Steve Conklin Feb. 28, 2013, 9:42 p.m. UTC | #2

On 02/28/2013 03:04 PM, John Johansen wrote:
> From: Alan Stern <stern@rowland.harvard.edu>
> 
> CVE-2013-1773
> 
> BugLink: https://launchpad.net/bugs/1134523
> 
> The utf8s_to_utf16s conversion routine needs to be improved.  Unlike
> its utf16s_to_utf8s sibling, it doesn't accept arguments specifying
> the maximum length of the output buffer or the endianness of its
> 16-bit output.
> 
> This patch (as1501) adds the two missing arguments, and adjusts the
> only two places in the kernel where the function is called.  A
> follow-on patch will add a third caller that does utilize the new
> capabilities.
> 
> The two conversion routines are still annoyingly inconsistent in the
> way they handle invalid byte combinations.  But that's a subject for a
> different patch.
> 
> Signed-off-by: Alan Stern <stern@rowland.harvard.edu>
> CC: Clemens Ladisch <clemens@ladisch.de>
> Signed-off-by: Greg Kroah-Hartman <gregkh@suse.de>
> 
> (backported from commit 0720a06a7518c9d0c0125bd5d1f3b6264c55c3dd)
> Conflicts:
>     drivers/hv/hv_kvp.c
> Signed-off-by: John Johansen <john.johansen@canonical.com>
> ---
>  drivers/staging/hv/hv_kvp.c |   10 ++++++----
>  fs/fat/namei_vfat.c         |    3 ++-
>  fs/nls/nls_base.c           |   43 +++++++++++++++++++++++++++++++++----------
>  include/linux/nls.h         |    5 +++--
>  4 files changed, 44 insertions(+), 17 deletions(-)
> 
> diff --git a/drivers/staging/hv/hv_kvp.c b/drivers/staging/hv/hv_kvp.c
> index 13b0ecf..9f8efd4 100644
> --- a/drivers/staging/hv/hv_kvp.c
> +++ b/drivers/staging/hv/hv_kvp.c
> @@ -201,11 +201,13 @@ kvp_respond_to_host(char *key, char *value, int error)

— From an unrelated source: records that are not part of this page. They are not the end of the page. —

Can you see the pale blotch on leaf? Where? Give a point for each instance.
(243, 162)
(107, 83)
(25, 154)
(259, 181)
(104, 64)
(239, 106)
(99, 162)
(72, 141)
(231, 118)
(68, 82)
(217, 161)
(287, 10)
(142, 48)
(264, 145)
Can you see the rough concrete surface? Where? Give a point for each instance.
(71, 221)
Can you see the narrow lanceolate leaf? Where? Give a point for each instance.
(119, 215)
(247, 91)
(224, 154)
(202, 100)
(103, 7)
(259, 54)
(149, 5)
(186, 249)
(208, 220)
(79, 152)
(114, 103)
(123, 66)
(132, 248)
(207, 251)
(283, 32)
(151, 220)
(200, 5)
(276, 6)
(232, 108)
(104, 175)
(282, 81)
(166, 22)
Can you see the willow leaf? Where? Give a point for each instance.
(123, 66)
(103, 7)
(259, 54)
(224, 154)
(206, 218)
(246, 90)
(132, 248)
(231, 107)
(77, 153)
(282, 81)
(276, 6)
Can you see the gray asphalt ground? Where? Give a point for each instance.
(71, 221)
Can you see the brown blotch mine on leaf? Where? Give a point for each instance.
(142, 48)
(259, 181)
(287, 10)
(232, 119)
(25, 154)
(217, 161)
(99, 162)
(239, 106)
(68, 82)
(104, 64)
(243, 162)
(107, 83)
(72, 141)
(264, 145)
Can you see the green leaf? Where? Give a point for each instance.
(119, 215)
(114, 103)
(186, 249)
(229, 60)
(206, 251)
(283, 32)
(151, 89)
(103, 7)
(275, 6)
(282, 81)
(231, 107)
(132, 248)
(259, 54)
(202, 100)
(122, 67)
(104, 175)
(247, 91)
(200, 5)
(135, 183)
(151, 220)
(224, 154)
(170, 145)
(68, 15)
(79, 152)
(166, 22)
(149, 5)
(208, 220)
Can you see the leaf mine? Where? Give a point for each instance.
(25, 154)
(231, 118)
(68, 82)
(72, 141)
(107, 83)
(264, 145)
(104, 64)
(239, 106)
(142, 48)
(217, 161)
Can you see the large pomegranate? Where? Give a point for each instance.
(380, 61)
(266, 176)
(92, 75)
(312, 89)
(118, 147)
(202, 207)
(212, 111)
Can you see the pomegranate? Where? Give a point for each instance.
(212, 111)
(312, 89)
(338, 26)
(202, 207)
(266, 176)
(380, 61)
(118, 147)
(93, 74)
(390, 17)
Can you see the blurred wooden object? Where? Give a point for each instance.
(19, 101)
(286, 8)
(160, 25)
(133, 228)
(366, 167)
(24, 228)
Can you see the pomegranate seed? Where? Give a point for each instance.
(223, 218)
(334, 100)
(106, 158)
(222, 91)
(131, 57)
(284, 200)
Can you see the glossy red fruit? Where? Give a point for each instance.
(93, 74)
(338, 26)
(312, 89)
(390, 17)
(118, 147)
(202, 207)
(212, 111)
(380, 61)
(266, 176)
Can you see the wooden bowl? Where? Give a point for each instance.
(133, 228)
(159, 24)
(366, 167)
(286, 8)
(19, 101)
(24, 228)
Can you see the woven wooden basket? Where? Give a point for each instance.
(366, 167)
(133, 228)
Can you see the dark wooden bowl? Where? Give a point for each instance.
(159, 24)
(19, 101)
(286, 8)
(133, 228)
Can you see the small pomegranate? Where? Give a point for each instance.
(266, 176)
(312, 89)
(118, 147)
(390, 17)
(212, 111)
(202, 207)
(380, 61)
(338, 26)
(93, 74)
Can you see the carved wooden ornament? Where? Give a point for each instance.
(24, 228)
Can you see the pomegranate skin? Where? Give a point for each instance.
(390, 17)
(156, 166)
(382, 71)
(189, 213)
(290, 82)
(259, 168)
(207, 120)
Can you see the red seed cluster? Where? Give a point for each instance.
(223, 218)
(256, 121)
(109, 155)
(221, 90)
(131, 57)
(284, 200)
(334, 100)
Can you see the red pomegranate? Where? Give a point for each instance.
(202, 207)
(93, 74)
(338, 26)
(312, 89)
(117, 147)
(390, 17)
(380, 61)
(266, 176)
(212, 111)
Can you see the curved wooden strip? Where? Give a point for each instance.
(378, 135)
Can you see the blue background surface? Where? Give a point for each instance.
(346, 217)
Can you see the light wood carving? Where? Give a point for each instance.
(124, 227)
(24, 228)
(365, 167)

>  	 * The windows host expects the key/value pair to be encoded
>  	 * in utf16.
>  	 */
> -	keylen = utf8s_to_utf16s(key_name, strlen(key_name),
> -				(wchar_t *)kvp_data->data.key);
> +	keylen = utf8s_to_utf16s(key_name, strlen(key_name), UTF16_HOST_ENDIAN,
> +				(wchar_t *) kvp_data->data.key,
> +				HV_KVP_EXCHANGE_MAX_KEY_SIZE / 2);
>  	kvp_data->data.key_size = 2*(keylen + 1); /* utf16 encoding */
> -	valuelen = utf8s_to_utf16s(value, strlen(value),
> -				(wchar_t *)kvp_data->data.value);
> +	valuelen = utf8s_to_utf16s(value, strlen(value), UTF16_HOST_ENDIAN,
> +				(wchar_t *) kvp_data->data.value,
> +				HV_KVP_EXCHANGE_MAX_VALUE_SIZE / 2);
>  	kvp_data->data.value_size = 2*(valuelen + 1); /* utf16 encoding */
>  
>  	kvp_data->data.value_type = REG_SZ; /* all our values are strings */
> diff --git a/fs/fat/namei_vfat.c b/fs/fat/namei_vfat.c
> index 20b4ea5..6ee3c36 100644
> --- a/fs/fat/namei_vfat.c
> +++ b/fs/fat/namei_vfat.c
> @@ -514,7 +514,8 @@ xlate_to_uni(const unsigned char *name, int len, unsigned char *outname,
>  	int charlen;
>  
>  	if (utf8) {
> -		*outlen = utf8s_to_utf16s(name, len, (wchar_t *)outname);
> +		*outlen = utf8s_to_utf16s(name, len, UTF16_HOST_ENDIAN,
> +				(wchar_t *) outname, FAT_LFN_LEN + 2);
>  		if (*outlen < 0)
>  			return *outlen;
>  		else if (*outlen > FAT_LFN_LEN)
> diff --git a/fs/nls/nls_base.c b/fs/nls/nls_base.c
> index 44a88a9..0eb059e 100644
> --- a/fs/nls/nls_base.c
> +++ b/fs/nls/nls_base.c
> @@ -114,34 +114,57 @@ int utf32_to_utf8(unicode_t u, u8 *s, int maxlen)
>  }
>  EXPORT_SYMBOL(utf32_to_utf8);
>  
> -int utf8s_to_utf16s(const u8 *s, int len, wchar_t *pwcs)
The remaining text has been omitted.